AyeDeadOn · 28/08/2025 08:12

It would be very unusual for otherwise good, decent parents to suddenly do something so utterly unreasonable. Surely if it was a loan they'd have mentioned when it needed to be paid back by? Many parents contribute financially to their children's weddings, so why on earth would you have assumed this was a loan? Are you sure that, apart from this, they are really an entirely positive part of your life? They seemed to meddle quite a lot in the wedding plans, for a start.
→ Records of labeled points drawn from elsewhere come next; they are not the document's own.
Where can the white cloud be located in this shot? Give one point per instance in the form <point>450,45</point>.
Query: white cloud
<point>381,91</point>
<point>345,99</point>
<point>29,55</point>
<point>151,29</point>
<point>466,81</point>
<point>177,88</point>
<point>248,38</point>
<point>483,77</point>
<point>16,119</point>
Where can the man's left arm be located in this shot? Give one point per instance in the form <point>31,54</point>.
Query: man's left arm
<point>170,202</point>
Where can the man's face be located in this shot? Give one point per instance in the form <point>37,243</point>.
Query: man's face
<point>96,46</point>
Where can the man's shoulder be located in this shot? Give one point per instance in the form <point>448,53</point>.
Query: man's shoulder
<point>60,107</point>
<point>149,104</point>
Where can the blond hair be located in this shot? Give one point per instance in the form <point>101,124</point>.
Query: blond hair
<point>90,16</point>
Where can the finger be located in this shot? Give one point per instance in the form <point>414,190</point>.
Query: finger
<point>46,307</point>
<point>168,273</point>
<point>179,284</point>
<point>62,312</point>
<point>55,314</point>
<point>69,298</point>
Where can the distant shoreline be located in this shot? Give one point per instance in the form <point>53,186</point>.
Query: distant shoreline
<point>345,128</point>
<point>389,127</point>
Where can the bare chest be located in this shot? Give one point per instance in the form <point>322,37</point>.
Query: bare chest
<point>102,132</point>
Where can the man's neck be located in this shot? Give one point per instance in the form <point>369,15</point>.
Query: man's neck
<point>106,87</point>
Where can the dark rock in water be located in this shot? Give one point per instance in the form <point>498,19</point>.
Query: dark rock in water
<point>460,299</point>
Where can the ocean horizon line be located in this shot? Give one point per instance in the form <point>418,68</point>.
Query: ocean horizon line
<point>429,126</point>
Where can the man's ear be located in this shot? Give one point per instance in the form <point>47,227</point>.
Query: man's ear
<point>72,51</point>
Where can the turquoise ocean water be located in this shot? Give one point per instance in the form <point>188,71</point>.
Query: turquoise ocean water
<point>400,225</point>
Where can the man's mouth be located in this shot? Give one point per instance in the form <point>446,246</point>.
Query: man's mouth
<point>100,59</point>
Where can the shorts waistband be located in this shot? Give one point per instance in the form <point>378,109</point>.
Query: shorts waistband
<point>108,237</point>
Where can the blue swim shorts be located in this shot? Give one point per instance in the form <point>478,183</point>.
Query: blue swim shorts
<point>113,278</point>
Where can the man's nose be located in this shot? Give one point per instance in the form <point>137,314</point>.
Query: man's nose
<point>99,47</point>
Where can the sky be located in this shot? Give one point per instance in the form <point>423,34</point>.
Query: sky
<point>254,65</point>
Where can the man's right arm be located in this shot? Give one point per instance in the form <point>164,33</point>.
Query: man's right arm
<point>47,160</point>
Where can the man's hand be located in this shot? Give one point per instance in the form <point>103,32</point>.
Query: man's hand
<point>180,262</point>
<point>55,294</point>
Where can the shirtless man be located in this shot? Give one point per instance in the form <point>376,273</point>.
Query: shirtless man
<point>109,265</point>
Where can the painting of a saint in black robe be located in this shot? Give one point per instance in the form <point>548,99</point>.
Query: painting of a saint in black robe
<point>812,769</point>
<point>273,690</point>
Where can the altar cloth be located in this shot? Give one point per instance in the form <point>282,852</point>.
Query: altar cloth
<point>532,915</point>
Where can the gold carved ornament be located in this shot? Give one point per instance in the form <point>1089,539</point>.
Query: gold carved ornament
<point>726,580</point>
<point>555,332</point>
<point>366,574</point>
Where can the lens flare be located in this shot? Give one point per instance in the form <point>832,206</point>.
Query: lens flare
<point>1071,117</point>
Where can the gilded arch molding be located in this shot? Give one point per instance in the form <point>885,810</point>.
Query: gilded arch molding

Sailawaygirl · 28/08/2025 08:12

Hold form OP. Was it your mum or dad who is now saying it was 'loan'.
Agree that they are feeling upset that there money isn't going to go as far as they thought and are regretting past expenditure ( but this is not anything to do with you).
My parent have done something similar ( I am an only child too). My dad always talked about a pot of money he had saved for me and would boast about this ( to his friends). At first it was for when i turned 21, then he would give it for a wedding and then for house deposit. However each of those mile stones came and went. He had taken early retirement too, so I think it was a case of what he wanted to do vs the reality. ( just glad he never gave anything and then wanted it back like you . )
I have noticed that he is very influenced by others so when he is with his sister or a family friend who had paid for my cousins weddings and helped with house deposit he suddenly says he will make a grad money gesture but over time this gets less. Its not that I expect help but it's the potential giving and then silently withdrawing the offer.
Are there any other family members you could explain the situation too who might have some influence over your parents

HopingForTheBest25 · 28/08/2025 08:13

It won't be the same even if she does give them back the money, so she might as well do what is best for her. This is a problem of the parents own making and OP shouldn't allow them to make it her problem to fix. She will always be hurt by what they've done here.